Sur le bien-fondé du jugement :
3. Aux termes de l’article L. 435-1 du code de l’entrée et du séjour des étrangers et du droit d’asile : « L ‘étranger dont l’admission au séjour répond à des considérations humanitaires ou se justifie au regard des motifs exceptionnels qu’il fait valoir peut se voir délivrer une carte de séjour temporaire portant la mention « salarié », « travailleur temporaire » ou « vie privée et familiale », sans que soit opposable la condition prévue à l’article L. 412-1.Lorsqu’elle envisage de refuser la demande d’admission exceptionnelle au séjour formée par un étranger qui justifie par tout moyen résider habituellement en France depuis plus de dix ans, l’autorité administrative est tenue de soumettre cette demande pour avis à la commission du titre de séjour prévue à l’article L.432-14. Les modalités d’application du présent article sont définies par décret en Conseil d’Etat. ».

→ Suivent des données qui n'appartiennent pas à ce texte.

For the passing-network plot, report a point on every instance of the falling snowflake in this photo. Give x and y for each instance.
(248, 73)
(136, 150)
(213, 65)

4. M. B… séjourne de façon habituelle en France depuis huit ans. Il justifie par la production de feuilles de paie, travailler à temps complet dans le secteur de la propreté depuis plusieurs années. Il souligne être le père d’une petite fille née le 21 juin 2021, qu’il a reconnue le 23 mai 2022, née de sa relation avec une ressortissante burkinabé qui réside régulièrement en France et dont il est séparé. Il contribue effectivement à l’entretien et à l’éducation de cette enfant. Dans ces conditions et eu égard à son insertion professionnelle, dans les circonstances de l’espèce, le préfet a commis une erreur manifeste d’appréciation dans l’application de l’article L. 435-1 du code de l’entrée et du séjour des étrangers et du droit d’asile.
5. Dès lors, sans qu’il soit besoin de se prononcer sur les autres moyens de la requête, M. B… est fondé à soutenir que c’est à tort que, par le jugement attaqué, le tribunal administratif d’Amiens a rejeté sa demande d’annulation des décisions portant refus de séjour et par voie de conséquence de celles portant obligation de quitter le territoire français dans un délai de trente jours et fixant le pays de destination contenues dans l’arrêté du 14 octobre 2024 du préfet de l’Aisne.
Sur l’injonction :
6. Aux termes de l’article L. 614-16 du code de l’entrée et du séjour des étrangers et du droit d’asile : « Si la décision portant obligation de quitter le territoire français est annulée (…) l’étranger est muni d’une autorisation provisoire de séjour jusqu’à ce que l’autorité administrative ait à nouveau statué sur son cas. ».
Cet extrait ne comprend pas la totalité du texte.